La Fed gèle ses taux, se dit toujours étanche aux pressions politiques
Le président de la Réserve fédérale américaine (Fed) Jerome Powell a dit "espérer" mercredi que la politique monétaire ne se laisserait jamais contaminée par la "politique politicienne" après que l'institution a décidé de laisser les taux d'intérêt inchangés, contre l'avis de Donald Trump.
A l'issue de sa première réunion de l'année, la banque centrale des Etats-Unis a en effet maintenu les taux directeurs entre 3,50% et 3,75% après avoir les avoir réduits de trois quarts de point de pourcentage dans les derniers mois de 2025.
Ce retour au statu quo a été désapprouvé par deux des douze responsables de la banque centrale des Etats-Unis: les gouverneurs Stephen Miran et Christopher Waller voulaient une nouvelle diminution d'un quart de point de pourcentage.
L'opposition de M. Miran n'est pas une surprise.
Entré à la Fed en septembre sur proposition de M. Trump, il plaide depuis lors pour de franches baisses de taux.
Il a été rejoint par M. Waller, nommé gouverneur pendant le premier mandat de M. Trump.
Le vote de Christopher Waller a été remarqué dans la mesure où il est en lice, avec trois autres personnes, pour prendre la suite de Jerome Powell, dont le mandat prendra fin en mai.
Le président Trump cherche à placer à la tête de l'institution un banquier central qui pense, comme lui, que les taux devraient être nettement plus bas.
Il veut ainsi doper l'activité économique et réduire les coûts de financement de la dette publique des Etats-Unis. Selon lui, l'inflation n'est plus un problème.
Celle-ci atteignait cependant 2,8% en novembre et a probablement accéléré à 2,9% en décembre, a souligné M. Powell mercredi, lors de sa traditionnelle conférence de presse.
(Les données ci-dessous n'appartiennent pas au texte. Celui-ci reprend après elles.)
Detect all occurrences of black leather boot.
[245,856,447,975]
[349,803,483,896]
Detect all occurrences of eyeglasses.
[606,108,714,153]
- Pas de "politique politicienne" -
A cette occasion, Jerome Powell s'est un peu plus départi de sa réserve caractéristique pour continuer à défendre l'indépendance de la Fed.
Il a récemment révélé faire l'objet d'une procédure lancée par le ministère de la Justice pouvant aboutir à des poursuites pénales, concernant l'important coût des travaux de rénovation du siège de la banque centrale à Washington.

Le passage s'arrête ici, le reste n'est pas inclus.